For years now I’ve watched fans of various shows light up when conversation falls on their favorite shared thing. It’s like a low-key tribal connection and my hunch is that these connections had more to do with hanging on to shows that went too long than the shows themselves. I’ve just missed the fucking point and probably missed out on a lot because of my stubborn distancing.
It also occurs to me that in the absence of real shared ordeals, at least until the advent of COVID-19, people hung on to The Walking Dead to get some vicarious thrill. Maybe it’s genetic memory. As pain is often the touchstone of all growth, shared hardship is the touchstone of connectivity and ultimately, meaning. What is life and death anyway?
Anyway…
I still don’t get the popularity of Seinfeld, but that’s another story.
Still to be discussed, the ongoing popularity with the zombie genre… A friend said last night that she thinks it’s about the fear of dying and the dead. She said she doesn’t understand that fear. I’m not sure I share her beliefs here though. The popularity, it seems to me, is based on a few things and some of them more intangible and unarticulated. There are obvious angles, like the ongoing theme of survival and how far we’ll go to survive before we become less than human ourselves. That runs through most of the genre and that seems to have more to do with fear of what might be hiding in each of us.
I think the popularity also speaks to our unspoken fears of the instability of our own society and the precepts that supposedly make us civilized. Certainly we already do some very uncivilized things to protect the notion that we stand above all other creatures, and above any number of other people. I just get to thinking that not even so deep down we know that we’re all full of shit and that we’re not so civilized at all. We exist with strong desire to believe that truth and morality are absolute but the fearful truth that everything is conditional.
Yup, I think the zombie thing is our knowledge that we are full of shit.
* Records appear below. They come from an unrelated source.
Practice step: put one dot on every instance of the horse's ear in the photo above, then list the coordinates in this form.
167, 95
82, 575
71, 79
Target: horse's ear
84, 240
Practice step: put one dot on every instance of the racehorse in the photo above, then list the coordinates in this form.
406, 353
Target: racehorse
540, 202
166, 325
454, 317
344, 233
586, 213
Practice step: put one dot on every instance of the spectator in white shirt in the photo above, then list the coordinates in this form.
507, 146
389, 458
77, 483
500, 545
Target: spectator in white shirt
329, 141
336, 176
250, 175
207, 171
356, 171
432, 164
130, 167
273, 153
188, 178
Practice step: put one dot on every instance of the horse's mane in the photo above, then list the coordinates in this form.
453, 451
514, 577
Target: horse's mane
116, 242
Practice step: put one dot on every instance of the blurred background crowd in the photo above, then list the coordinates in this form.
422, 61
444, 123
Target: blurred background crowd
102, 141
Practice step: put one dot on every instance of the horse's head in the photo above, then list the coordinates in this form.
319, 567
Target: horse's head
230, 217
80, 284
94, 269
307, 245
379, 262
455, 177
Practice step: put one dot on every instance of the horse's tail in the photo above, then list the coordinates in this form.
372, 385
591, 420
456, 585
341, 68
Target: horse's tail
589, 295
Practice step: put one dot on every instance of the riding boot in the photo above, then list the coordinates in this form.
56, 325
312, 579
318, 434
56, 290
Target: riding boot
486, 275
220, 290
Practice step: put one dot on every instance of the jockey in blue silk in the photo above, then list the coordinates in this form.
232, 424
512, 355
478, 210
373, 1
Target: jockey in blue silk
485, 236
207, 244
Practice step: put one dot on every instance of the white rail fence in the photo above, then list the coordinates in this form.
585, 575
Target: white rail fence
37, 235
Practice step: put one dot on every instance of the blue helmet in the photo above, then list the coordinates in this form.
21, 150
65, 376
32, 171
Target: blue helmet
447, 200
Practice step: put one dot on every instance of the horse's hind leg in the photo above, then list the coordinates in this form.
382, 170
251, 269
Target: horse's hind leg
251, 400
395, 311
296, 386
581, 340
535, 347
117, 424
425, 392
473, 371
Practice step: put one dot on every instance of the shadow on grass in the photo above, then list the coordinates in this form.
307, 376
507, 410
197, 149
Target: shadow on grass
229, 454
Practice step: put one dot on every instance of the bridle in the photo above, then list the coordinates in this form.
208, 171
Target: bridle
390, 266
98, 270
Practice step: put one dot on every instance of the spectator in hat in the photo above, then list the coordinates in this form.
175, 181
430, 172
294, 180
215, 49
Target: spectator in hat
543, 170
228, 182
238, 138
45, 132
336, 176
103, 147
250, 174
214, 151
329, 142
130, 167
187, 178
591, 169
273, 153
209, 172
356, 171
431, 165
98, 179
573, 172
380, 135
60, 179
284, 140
Science fiction and horror writers have always been the first willing to dissect and examine what it means to be “human.” As far as the viewers go, most of them probably aren’t fully conscious of why they keep getting drawn in. It’s like a fascination with a mirror.
Sidenote – consider the running zombie theme of eating brains. It’s not the first part of the body that an animal goes for when it kills. That would be the bowels. The brain thing feels like an exclamation point on a statement about the destruction and decay of rational thought.
Okay, time to go figure out why I’m cramping and sweating.